In Facet API, the "type" key in the hook_facetapi_searcher_info() reflects the type of content being indexed. For example, it could be a node, or a comment. In addition, it can be a non-entity such as "external html" if you were crawling non-Drupal sites and indexing them in Solr. Depending on the type, different facets will be available.

Currently Apache Solr always adds node fields as facets regardless of the type. Even though the bug doesn't show up right now, it will be problematic when Apache Solr more easily indexes non-node data, because the system will think that you can facet on fields that are not in the index.

Comments

cpliakas’s picture

Status: Active » Needs review
StatusFileSize
new587 bytes

The attached patch will prevent any issues in the future. Once non-node data is easily indexed, I'm sure some refactoring of the hook_facetapi_facet_info() implementation can happen to reuse that code to get fields for multiple entities.

In addition, the hook_facetapi_searcher_info() implementation will have to make sure to currently set the "type" based on the type of content it is indexing.

pwolanin’s picture

Status: Needs review » Needs work

So, discussing this in IRC w/ Chris

probably each searcher should have an array of types (or entity_types assuming we are not using a strict Drupal definition of entity) that it has in the index, plus each facet should be relevant for one or more of these types.

the facets need to know this at least in terms of the bundle dependency code - maybe in some cases the facet should be entity_type agnostic, and the bundle dependency code thus disabled?

pwolanin’s picture

StatusFileSize
new747 bytes
new2.02 KB

Here's what I was starting on, but needs more thought.

cpliakas’s picture

A "type" might be an entity, and it might not be as well.
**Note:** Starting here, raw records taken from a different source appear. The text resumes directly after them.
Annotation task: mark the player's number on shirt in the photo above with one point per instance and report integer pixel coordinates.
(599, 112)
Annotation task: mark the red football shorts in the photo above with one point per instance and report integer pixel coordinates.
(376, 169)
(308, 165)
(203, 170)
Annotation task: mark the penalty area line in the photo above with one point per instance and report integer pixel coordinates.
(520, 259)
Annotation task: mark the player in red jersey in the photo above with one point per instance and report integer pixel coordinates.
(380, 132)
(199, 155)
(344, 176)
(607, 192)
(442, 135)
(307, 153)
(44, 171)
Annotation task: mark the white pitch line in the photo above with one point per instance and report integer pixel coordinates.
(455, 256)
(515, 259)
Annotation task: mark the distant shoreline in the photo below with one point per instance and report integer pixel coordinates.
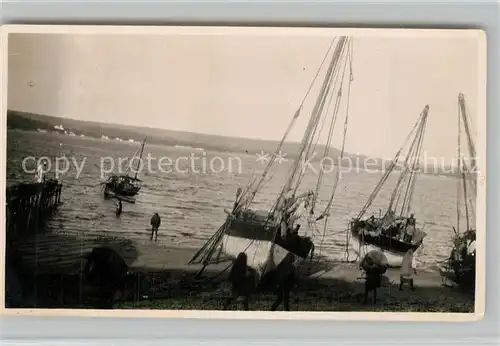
(18, 120)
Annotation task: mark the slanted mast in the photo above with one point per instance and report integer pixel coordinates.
(278, 219)
(467, 184)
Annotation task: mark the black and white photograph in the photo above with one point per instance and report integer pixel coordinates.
(231, 169)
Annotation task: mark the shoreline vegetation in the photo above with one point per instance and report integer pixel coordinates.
(164, 280)
(19, 120)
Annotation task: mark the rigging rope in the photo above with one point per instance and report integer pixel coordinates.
(249, 200)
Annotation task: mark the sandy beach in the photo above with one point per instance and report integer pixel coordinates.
(331, 286)
(166, 281)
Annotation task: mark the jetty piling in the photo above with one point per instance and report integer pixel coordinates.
(30, 204)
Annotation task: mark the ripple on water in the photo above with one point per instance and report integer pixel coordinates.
(192, 205)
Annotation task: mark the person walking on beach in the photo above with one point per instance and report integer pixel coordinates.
(119, 208)
(243, 281)
(407, 270)
(155, 224)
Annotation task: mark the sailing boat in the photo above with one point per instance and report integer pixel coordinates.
(125, 186)
(267, 236)
(394, 233)
(461, 264)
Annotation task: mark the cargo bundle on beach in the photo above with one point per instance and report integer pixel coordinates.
(268, 236)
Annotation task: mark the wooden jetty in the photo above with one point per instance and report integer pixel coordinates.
(28, 205)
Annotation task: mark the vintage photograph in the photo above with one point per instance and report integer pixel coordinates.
(232, 169)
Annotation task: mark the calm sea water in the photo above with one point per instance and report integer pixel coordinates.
(192, 204)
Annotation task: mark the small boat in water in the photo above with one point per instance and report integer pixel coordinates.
(461, 264)
(125, 186)
(267, 236)
(394, 233)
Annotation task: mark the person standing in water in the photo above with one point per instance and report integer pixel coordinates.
(119, 208)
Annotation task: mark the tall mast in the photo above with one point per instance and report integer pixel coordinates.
(140, 158)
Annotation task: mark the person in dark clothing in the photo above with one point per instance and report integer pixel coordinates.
(106, 272)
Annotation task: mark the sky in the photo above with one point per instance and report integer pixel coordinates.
(248, 86)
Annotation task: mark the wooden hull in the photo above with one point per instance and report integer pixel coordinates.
(386, 243)
(264, 248)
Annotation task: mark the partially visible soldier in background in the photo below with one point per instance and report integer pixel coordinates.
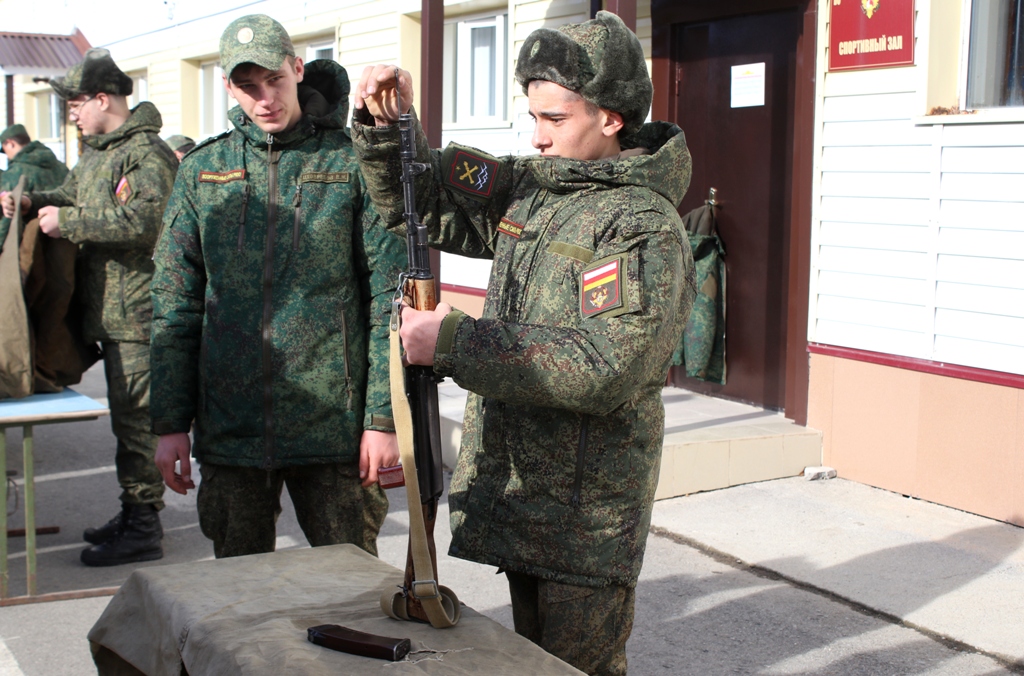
(31, 159)
(112, 205)
(180, 144)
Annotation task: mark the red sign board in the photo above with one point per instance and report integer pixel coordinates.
(867, 34)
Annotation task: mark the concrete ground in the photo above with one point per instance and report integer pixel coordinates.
(783, 577)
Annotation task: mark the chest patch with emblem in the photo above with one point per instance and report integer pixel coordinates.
(123, 191)
(510, 227)
(600, 288)
(472, 174)
(221, 176)
(325, 177)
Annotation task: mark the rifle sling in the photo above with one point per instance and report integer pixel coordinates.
(440, 603)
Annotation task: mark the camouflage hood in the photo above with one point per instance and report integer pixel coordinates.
(144, 117)
(665, 167)
(39, 156)
(323, 96)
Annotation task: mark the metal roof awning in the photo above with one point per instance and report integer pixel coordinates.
(40, 54)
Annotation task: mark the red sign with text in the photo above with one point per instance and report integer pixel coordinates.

For example, a type could specify that you are indexing non-drupal data outside of the entity system. Note that there is also a backwards compatible API change posted at #1167974: Allow for multiple types to be associated with a searcher which applies to this issue.

Also, check out the example code for how this is intended to work.

cpliakas’s picture

Status: Needs work » Needs review
StatusFileSize
new593 bytes

Refreshed patch with API change take into account. Note that this change will not work with Facet API < 7.x-1.0-beta5.

cpliakas’s picture

Priority: Minor » Normal

Bumping this up in priority, because as we start to introduce the use case of indexing non-Drupal data, we will not want the node fields to show up as available facets.

nick_vh’s picture

+1 Approved.

pwolanin’s picture

Status: Needs review » Reviewed & tested by the community

Looks like we need a deeper review and discussion of the architecture, but this is fine as a stop-gap.

cpliakas’s picture

What's the concern here?

pwolanin’s picture

The architecture of dealing with indexing multiple entity types and their fields.
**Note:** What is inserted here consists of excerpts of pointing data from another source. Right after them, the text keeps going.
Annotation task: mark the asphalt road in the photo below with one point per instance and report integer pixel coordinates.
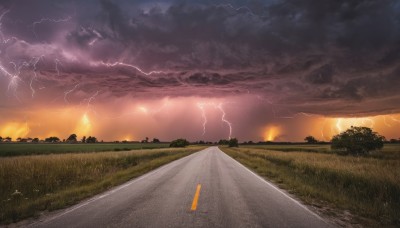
(205, 189)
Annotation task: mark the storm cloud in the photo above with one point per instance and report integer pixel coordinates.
(333, 57)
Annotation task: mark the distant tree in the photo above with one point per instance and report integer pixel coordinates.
(91, 139)
(52, 139)
(357, 141)
(179, 143)
(310, 139)
(72, 138)
(233, 142)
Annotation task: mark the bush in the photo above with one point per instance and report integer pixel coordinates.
(233, 142)
(179, 143)
(357, 141)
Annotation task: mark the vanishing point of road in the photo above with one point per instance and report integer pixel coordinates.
(205, 189)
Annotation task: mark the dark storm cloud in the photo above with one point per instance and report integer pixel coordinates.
(300, 53)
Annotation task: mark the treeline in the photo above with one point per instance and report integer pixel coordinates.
(53, 139)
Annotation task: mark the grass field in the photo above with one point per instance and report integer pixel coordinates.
(30, 184)
(18, 149)
(369, 186)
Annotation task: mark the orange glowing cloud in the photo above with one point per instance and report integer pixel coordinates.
(15, 130)
(271, 133)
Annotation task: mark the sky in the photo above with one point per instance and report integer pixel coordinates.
(273, 70)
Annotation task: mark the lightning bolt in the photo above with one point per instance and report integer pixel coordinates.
(394, 119)
(70, 91)
(127, 65)
(48, 20)
(203, 115)
(56, 61)
(35, 61)
(225, 120)
(1, 33)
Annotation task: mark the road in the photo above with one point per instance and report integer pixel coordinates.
(205, 189)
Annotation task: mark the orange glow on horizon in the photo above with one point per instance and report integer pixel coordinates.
(15, 130)
(84, 126)
(271, 133)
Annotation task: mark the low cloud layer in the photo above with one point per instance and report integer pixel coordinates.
(333, 58)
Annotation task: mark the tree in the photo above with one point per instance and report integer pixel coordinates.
(72, 138)
(357, 141)
(91, 139)
(233, 142)
(52, 139)
(179, 143)
(223, 142)
(310, 139)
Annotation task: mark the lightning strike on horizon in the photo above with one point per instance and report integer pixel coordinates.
(127, 65)
(338, 125)
(203, 115)
(56, 61)
(385, 122)
(3, 40)
(49, 20)
(394, 119)
(35, 61)
(70, 91)
(225, 120)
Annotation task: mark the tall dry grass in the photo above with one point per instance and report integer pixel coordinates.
(368, 186)
(29, 184)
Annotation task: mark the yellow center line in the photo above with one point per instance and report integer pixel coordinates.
(196, 198)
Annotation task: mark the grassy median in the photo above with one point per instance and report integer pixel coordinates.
(20, 149)
(30, 184)
(369, 187)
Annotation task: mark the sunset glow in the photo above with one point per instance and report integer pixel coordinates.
(147, 69)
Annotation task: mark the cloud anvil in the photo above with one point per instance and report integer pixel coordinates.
(261, 66)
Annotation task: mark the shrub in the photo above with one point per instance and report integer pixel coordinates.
(233, 142)
(357, 141)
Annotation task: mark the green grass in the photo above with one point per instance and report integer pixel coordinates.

Also, of dealing with external (non-Drupal) data in the index and how one can facet on that (possibly more of a multisite module issue)

pwolanin’s picture

Status: Reviewed & tested by the community » Fixed

committed

cpliakas’s picture

Excellent. Regarding Non-Drupal data, this system supports that because you can use any string for the "type". For example, if you are indexing non-Drupal data from nutch or something, you could add another searcher that indexes data of the type "html". Then your hook_facetapi_facet_info() implementation would look similar to the code below:


/**
 * Implements hook_facetapi_facet_info().
 */
function apachesolr_facetapi_facet_info($searcher_info) {
  $facets = array();
  
  if ('apachesolr' == $searcher_info['adapter'] && isset($searcher_info['adapter']['types']['node'])) {
    // Add your node facets here.
  }

  if ('apachesolr' == $searcher_info['adapter'] && isset($searcher_info['adapter']['types']['html'])) {
    // Add your non-Drupal facets here.
  }

  return $facets;
}

This system doesn't make any assumptions as to what you are indexing, or what combination of data you are indexing. The type could be an entity, but is also might not be. That is perfectly fine, and there are no issues with that.

Automatically closed -- issue fixed for 2 weeks with no activity.